Save Whether you are serving this over a bed of fluffy rice or tossing it with your favorite pasta, this Creamy Ranch Turkey & Veggie Skillet is a reliable crowd-pleaser. Enjoy the rich, tangy flavors and the satisfaction of a complete meal made in one pan!
Recipe FAQs
- → Can I use something other than ground turkey?
Ground chicken, beef, or sausage all work well in this dish. Just adjust cooking time as needed—ground beef may take slightly longer to brown completely, while chicken cooks similarly to turkey.
- → What vegetables can I substitute?
Feel free to use whatever you have on hand. Broccoli florets, corn, green beans, mushrooms, or spinach all make excellent additions. Just keep the total quantity around 4 cups to maintain the right sauce-to-vegetable ratio.
- → Can I make this dairy-free?
Yes! Replace the heavy cream with full-fat coconut milk or a dairy-free cream alternative.

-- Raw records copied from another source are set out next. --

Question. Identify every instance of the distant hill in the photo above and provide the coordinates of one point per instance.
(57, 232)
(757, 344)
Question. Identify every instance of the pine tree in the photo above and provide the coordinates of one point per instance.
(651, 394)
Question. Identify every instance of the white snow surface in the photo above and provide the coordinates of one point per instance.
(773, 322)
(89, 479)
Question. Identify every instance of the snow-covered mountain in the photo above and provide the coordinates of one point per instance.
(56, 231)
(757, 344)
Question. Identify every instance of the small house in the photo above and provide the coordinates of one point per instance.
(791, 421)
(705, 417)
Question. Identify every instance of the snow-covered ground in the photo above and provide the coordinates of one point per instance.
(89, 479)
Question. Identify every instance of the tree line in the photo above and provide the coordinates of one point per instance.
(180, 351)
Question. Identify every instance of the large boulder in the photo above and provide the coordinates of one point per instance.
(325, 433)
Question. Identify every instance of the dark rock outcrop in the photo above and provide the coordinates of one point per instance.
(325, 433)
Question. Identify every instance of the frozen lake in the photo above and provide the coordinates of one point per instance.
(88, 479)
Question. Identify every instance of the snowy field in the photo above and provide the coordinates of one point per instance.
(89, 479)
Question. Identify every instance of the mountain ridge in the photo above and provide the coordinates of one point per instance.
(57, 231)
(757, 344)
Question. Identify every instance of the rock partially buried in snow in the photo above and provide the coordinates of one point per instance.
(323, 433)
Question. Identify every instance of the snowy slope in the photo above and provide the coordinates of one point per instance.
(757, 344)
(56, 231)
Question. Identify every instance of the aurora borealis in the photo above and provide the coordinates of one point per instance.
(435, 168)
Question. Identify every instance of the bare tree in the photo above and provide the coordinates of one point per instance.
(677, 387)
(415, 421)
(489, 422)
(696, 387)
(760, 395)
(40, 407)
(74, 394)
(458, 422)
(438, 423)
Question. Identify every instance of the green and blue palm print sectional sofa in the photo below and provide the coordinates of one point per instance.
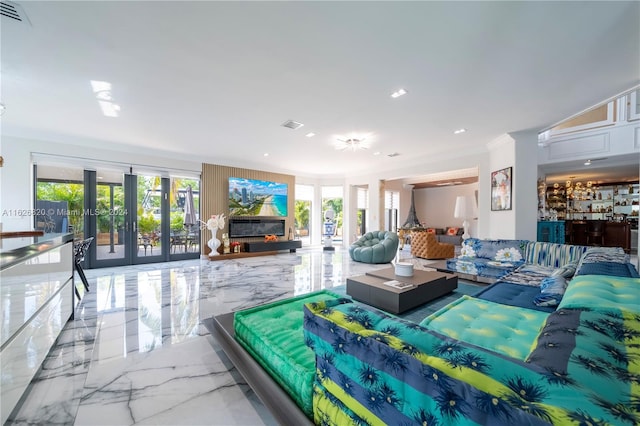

For the ranch seasoning, either use a dairy-free brand or make your own with herbs, garlic powder, and nutritional yeast.
- → How long will leftovers keep?
Store leftovers in an airtight container in the refrigerator for 3–4 days. The sauce may thicken when chilled—add a splash of broth or cream when reheating to bring it back to the right consistency.
- → Can I freeze this dish?
The skillet freezes well for up to 3 months. Freeze without the pasta or rice, then thaw overnight in the refrigerator and reheat gently on the stovetitop. Fresh-cooked pasta or rice work best when serving.
- → How can I make it spicy?
Add red pepper flakes while sautéing the vegetables, stir in hot sauce with the cream, or use a spicy ranch seasoning blend. A diced jalapeño added with the onions also adds nice heat without overwhelming the dish.